Like other Baby Powder Lawsuits and Shower-to-Shower lawsuits pending in courts nationwide, Kuntz indicates that the manufacturer knew about the ovarian cancer risk, yet withheld warnings from consumers.
“In 1982, the first epidemiologic study was performed on talc powder use in the female genital area. This study was conducted by Dr. Daniel Cramer and others. This study found a 92% increased risk in ovarian cancer with women who reported genital talc use,” the complaint notes. “Shortly after this study was published, Dr. Bruce Semple of Johnson & Johnson came and visited Dr. Cramer about his study. Dr. Cramer advised Dr. Semple that Johnson & Johnson should place a warning on its talcum powders about the ovarian cancer risks so that women can make an informed decision about their health.”
The warnings never happened, even though Kuntz and other plaintiffs claim data showing there was a risk actually date back to at least 1971.

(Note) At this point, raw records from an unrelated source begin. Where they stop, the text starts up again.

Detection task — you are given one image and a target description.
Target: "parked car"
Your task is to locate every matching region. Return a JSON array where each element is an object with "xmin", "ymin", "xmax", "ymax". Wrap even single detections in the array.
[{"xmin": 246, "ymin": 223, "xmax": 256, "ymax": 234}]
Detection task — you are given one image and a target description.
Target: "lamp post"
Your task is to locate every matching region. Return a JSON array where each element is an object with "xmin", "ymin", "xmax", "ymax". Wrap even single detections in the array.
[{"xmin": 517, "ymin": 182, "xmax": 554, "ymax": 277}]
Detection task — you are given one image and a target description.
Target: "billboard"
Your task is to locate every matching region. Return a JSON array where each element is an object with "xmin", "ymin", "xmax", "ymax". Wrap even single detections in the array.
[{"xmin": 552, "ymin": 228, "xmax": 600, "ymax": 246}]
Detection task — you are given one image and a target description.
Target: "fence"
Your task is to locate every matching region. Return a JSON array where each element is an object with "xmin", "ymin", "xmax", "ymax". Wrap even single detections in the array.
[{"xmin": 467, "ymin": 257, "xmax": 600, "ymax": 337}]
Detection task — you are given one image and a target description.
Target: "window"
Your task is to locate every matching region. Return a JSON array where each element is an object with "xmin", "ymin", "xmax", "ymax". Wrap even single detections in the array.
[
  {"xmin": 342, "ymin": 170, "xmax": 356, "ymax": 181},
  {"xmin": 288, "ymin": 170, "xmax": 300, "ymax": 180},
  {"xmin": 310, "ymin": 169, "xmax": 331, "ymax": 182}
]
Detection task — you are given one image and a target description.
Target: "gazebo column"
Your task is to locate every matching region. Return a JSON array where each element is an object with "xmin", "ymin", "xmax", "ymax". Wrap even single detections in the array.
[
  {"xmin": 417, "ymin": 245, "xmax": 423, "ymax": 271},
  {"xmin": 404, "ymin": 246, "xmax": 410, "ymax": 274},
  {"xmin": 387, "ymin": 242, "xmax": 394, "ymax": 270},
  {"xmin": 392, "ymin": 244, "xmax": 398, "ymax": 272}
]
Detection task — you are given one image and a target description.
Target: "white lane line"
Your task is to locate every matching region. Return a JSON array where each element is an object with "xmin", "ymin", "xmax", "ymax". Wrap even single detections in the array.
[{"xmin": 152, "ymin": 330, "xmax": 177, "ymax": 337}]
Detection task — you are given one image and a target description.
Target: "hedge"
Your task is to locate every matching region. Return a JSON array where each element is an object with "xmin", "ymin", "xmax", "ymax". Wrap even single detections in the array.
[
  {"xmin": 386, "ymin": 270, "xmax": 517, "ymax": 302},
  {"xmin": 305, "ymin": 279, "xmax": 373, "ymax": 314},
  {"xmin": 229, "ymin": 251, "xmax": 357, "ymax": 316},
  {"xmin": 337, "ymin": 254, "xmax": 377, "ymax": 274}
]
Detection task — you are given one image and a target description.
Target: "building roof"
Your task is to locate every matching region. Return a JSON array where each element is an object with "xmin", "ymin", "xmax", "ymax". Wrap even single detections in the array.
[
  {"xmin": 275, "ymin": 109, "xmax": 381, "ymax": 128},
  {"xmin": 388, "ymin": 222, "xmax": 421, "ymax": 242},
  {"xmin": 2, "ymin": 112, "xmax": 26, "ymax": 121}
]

Talcum Powder Ovarian Cancer Risks
While talcum powder is most commonly associated with use as a baby powder to help prevent diaper rash and maintain smooth skin, Johnson & Johnson has promoted their products for decades as a general body powder among adult women, who were encouraged to use talcum powder after every shower and place it in their underwear to maintain “personal freshness”.
A number of studies have indicated that talcum powder can increase the risk of ovarian cancer when applied to a woman’s genitals. At least one study even found particles of talc at the center of ovarian tumors.
So far this year, at least two talcum powder lawsuits filed against Johnson & Johnson have gone to trial, each resulting in multi-million dollar damage awards after the jury found that the manufacturer failed to adequately warn about the ovarian cancer risk.
Evidence presented at the trials included company documents that suggest Johnson & Johnson was aware of the potential link between talcum powder and ovarian cancer since the 1970s. However, even as recently as 1992, some documents indicate that the company specifically targeted sales towards women who were high users of talcum powder, without ever warning them of the possible cancer risks.
As a growing number of cases continue to be filed nationwide, if additional juries respond with similar verdicts after considering the evidence, Johnson & Johnson could may face years substantial jury verdicts, unless talcum powder ovarian cancer settlements are reached to resolve individual claims brought by women and families throughout the U.S.